Digging further. Counties that have younger "suspicious" ballots. Lots of ballots mailed out on 10/03 and normally received reasonable time later (green). Then two "suspicious" peaks, most prominent around 10/26-27, returned SAME DAY or NEXT DAY (blue)
LEHIGH. Most of 88706 ballots were mailed on 10/19 (clouds are small, meaning all data is concentrated in those points). Most "suspicious" ballots from this group returned next day, 10/20 or two days EARLIER 10/17
CUMBERLAND. Most ballots mailed out around 10/06-08. Most of them received 10/13-17 (green cloud). But a lot also received same day (red cloud). These (red) are also older people.
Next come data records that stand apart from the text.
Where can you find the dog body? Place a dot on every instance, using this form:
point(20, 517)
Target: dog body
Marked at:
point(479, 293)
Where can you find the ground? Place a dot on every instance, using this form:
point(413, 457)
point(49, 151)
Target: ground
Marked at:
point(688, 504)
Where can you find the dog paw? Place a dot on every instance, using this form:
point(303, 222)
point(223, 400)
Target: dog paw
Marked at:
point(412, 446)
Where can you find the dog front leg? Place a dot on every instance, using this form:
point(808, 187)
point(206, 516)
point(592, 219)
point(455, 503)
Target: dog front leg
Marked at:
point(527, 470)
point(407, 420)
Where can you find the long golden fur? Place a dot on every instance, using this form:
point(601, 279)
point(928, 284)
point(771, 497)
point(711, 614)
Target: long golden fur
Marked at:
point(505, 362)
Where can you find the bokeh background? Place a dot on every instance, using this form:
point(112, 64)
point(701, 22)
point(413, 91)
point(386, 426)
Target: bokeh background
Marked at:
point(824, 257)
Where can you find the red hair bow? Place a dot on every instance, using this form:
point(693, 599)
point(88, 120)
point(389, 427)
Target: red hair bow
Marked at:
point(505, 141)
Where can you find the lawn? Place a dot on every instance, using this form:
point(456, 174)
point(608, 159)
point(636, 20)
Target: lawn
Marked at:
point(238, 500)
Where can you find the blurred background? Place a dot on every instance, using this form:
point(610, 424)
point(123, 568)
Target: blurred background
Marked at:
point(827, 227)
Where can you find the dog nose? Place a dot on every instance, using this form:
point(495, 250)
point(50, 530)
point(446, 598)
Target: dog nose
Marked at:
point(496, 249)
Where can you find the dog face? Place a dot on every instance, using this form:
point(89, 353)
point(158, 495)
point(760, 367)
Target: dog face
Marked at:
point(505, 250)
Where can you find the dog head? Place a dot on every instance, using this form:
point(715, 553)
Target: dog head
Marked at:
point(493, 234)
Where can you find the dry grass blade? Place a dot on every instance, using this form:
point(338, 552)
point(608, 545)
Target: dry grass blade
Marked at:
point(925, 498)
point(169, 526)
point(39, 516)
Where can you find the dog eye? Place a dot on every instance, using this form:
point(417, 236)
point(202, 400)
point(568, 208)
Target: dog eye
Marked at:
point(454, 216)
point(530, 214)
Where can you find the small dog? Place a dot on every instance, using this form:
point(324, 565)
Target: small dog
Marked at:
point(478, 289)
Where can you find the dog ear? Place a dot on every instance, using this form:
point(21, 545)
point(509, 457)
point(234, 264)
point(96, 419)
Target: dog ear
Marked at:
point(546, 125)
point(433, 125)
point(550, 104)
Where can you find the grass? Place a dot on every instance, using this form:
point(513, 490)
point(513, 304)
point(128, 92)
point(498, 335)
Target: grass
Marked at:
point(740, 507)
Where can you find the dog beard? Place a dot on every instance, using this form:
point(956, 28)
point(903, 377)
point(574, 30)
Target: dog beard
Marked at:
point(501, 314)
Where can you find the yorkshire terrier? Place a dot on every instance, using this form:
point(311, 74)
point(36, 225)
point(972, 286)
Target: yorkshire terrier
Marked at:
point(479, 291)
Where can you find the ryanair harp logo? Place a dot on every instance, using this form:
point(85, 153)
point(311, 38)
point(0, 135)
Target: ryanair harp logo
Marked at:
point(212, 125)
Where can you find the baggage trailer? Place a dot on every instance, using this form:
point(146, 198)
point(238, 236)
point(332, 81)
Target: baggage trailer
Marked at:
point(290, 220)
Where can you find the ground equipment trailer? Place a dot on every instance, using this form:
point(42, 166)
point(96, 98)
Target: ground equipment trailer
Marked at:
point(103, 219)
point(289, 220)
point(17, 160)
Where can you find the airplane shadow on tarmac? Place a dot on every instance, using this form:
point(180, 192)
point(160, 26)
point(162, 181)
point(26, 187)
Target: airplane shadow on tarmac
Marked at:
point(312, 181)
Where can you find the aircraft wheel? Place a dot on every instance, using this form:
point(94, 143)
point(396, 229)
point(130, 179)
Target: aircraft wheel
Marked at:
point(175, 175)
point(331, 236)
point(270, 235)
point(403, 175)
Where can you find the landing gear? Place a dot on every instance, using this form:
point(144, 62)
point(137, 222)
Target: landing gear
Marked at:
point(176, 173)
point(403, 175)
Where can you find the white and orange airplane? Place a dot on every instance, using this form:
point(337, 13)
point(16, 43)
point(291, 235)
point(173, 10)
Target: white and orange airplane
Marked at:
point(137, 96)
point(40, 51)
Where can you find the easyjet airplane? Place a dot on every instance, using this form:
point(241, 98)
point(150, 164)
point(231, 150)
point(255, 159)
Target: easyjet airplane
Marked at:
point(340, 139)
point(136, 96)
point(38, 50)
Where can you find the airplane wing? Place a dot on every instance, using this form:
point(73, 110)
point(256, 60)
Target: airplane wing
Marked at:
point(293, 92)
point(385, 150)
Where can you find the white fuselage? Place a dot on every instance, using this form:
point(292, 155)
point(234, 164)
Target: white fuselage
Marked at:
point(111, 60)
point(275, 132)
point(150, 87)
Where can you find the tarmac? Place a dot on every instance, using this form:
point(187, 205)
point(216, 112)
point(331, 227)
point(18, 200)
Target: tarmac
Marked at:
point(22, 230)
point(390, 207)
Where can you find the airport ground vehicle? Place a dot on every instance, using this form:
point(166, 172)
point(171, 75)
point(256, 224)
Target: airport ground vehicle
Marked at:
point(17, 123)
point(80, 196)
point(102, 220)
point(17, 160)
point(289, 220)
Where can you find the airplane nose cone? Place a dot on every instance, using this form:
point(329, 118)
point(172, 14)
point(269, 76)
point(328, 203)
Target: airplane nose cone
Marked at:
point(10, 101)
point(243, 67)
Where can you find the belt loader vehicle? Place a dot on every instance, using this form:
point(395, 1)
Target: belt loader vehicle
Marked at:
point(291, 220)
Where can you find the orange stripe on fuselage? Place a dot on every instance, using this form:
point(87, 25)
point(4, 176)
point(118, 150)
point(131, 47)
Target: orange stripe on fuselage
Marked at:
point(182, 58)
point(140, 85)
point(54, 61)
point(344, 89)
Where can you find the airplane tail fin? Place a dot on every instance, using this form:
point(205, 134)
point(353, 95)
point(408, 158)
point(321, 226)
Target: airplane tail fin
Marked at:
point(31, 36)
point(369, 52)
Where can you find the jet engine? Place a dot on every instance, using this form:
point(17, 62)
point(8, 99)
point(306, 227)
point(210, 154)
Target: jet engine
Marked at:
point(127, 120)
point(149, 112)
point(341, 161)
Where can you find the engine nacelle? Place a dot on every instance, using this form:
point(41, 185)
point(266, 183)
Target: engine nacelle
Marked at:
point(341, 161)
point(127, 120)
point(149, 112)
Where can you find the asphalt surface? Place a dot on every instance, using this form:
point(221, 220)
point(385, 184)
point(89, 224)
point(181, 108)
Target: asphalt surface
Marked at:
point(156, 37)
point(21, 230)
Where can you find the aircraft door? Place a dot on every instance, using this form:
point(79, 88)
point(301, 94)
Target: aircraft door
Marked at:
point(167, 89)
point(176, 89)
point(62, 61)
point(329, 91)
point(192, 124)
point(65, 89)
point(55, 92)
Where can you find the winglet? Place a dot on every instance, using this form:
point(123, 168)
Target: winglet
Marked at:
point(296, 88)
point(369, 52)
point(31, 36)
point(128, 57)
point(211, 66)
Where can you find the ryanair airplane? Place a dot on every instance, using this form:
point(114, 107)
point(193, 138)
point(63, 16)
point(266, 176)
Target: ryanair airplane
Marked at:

ALLEGHENY. Mostly sent out ballots on 09/28 and then normally received it from two days later to month later. (green clouds) and then had three SAME or NEXT DAY drops around 10/11 (Sun), 10/18 (Sun) and 10/25-28 (Sun-Wed)
Final plot for today. Percent of "suspicious" ballots vs age by county. Red are the three counties where older people get more suspicious, blue is for young. Green and LEHIGH are record breaking for percentage of suspicious ballots, both skewed towards older people.
I apologize for such small scale on the rest - these two counties are pretty high. You can see uptick for young people on Union and Centre, also some in PHILADELPHIA. Remember, this is percentage, not absolute numbers. PHILY is pretty smooth due to large number of ballots overall
Probably this way is going to be more telling. I put a smoother instead of bar chart and marked peaks that show as suspicious in my analysis.